ML-based english sentence segmenter, chinese token segmenter
The goal of this project is to implement a supervised machine learning-based sentence and segmenter for English, and a supervised machine learning-based token segmenter for Chinese. While seemingly simple, there are many edge cases to both these tasks, and the performance of real systems depends on solving them accurately and consistently. There is very little research in English sentence segmentation, and yet it is nontrivial on many interesting data types.
Joint pos-tagging and mention boundary / type classification
The goal of this project is to implement a system which jointly predicts part-of-speech tags and mention boundaries. Since both tasks are traditionally handled with sequence-based models, it is simple to design a joint inference algorithm which exactly solves this problem, so the main challenges in this project are doing so efficiently, at a not much bigger cost than independent inference, and doing so more accurately, using features from the mentions to help tagging and vice versa.
The goal of this project is to build a system which will, given a document, find the wikipedia pages it refers to and label the specific sections which are references with links to the correct wikipedia page. The main challenges are finding the mentions, disambiguating when there are many possible wikipedia entities, and doing it all efficiently. We expect that using the output of within-document coreference resolution systems can help disambiguate mentions, as it allows checking the semantic compatibility of modifiers of other words which corefer to the specific link. It should also be possible to use embeddings of phrases and tokens to improve the accuracy of the current semantic classifiers used in wikification systems.
Semantic role labeling
Semantic role labeling is the task of, given a sentence, annotating it with who-did-what-to-whom information. Much of this can be extracted from a dependency parse of the sentence, though state-of-the-art parsers are prone to error in the more semantic parts of parsing (such as prepositional phrase attachment). We expect that leveraging a finer-grained notion of semantic compatibility from word embeddings should be able to improve a semantic role labeling system, as well as doing inference jointly across an entire corpus using dual decomposition.

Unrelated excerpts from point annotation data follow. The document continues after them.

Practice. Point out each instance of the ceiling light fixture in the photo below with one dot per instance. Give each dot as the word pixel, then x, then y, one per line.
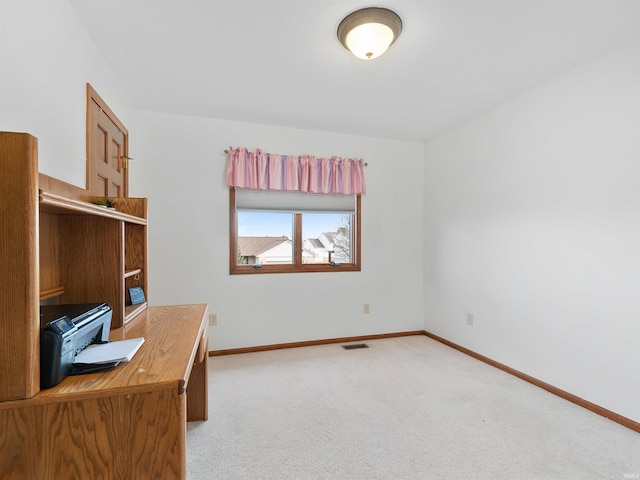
pixel 368 32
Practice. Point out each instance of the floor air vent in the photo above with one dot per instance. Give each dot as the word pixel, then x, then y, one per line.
pixel 355 345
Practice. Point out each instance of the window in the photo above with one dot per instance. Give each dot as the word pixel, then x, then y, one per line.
pixel 275 232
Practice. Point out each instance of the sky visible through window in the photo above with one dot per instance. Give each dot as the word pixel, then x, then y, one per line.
pixel 267 224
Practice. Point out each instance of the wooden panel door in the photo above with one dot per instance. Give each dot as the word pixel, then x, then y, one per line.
pixel 107 149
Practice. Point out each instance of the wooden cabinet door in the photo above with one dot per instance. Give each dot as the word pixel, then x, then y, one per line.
pixel 107 149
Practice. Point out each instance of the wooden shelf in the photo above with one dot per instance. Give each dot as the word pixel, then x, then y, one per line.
pixel 53 203
pixel 51 292
pixel 132 273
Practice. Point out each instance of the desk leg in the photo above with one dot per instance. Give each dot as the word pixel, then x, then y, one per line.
pixel 198 392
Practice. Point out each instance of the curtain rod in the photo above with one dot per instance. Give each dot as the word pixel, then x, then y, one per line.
pixel 365 163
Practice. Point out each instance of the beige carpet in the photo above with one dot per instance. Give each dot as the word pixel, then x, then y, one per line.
pixel 405 408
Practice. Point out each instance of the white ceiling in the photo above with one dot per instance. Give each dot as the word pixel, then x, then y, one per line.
pixel 279 62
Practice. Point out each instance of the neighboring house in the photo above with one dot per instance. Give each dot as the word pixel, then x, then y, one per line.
pixel 330 246
pixel 269 251
pixel 320 249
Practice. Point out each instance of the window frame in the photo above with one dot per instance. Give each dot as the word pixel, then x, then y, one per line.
pixel 297 266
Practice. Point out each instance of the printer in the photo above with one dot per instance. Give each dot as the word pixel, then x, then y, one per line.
pixel 66 330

Distant supervision relation extraction
Given a knowledge base, such as freebase, with entities and their relations, and a large corpus, such as wikipedia or news articles, one can find sentences which express the relations in the knowledge base, and then learn a classifier capable of extracting more relations from the text. While the problem of improving coverage of the relations contained in freebase has already been successfully tackled, extending this to relations which are across multiple hops in freebase is still an open problem, and both learning and inference can be improved to consider this information.
While the problem of within-document coreferent resolution has traditionally been tackled with machine learning-based approaches, researchers at Stanford have recently published a system which is fully deterministic, quite simple, and yet performs as well as or better than most learning-based approaches. The goal of this project is to reimplement this system, adding to it richer notions of semantic compatibilities obtained from word embeddings.

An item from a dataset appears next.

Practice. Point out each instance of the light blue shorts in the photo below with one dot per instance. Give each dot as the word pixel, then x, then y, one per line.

The goal of this project is to build a state-of-the-art shallow parser, essentially a modern version of the system presented in the paper we read in class.

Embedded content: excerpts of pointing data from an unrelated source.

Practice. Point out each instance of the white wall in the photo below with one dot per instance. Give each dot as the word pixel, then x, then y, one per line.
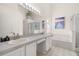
pixel 11 19
pixel 66 10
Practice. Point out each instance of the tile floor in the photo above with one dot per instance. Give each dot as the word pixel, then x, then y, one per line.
pixel 58 51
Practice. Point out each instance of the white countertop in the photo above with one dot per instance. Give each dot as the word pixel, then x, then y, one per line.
pixel 5 47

Error analysis on a full NLP pipeline
While people doing each individual project should perform error analysis on their individual system, it is also interesting to have a more global perspective on what is happening. The goal of this project is to analyze the output of an entire NLP pipeline on data which is out-of-domain and interesting, and try to categorize the multiple ways in which it fails, showing why each failure happens and also how it can be fixed on improved.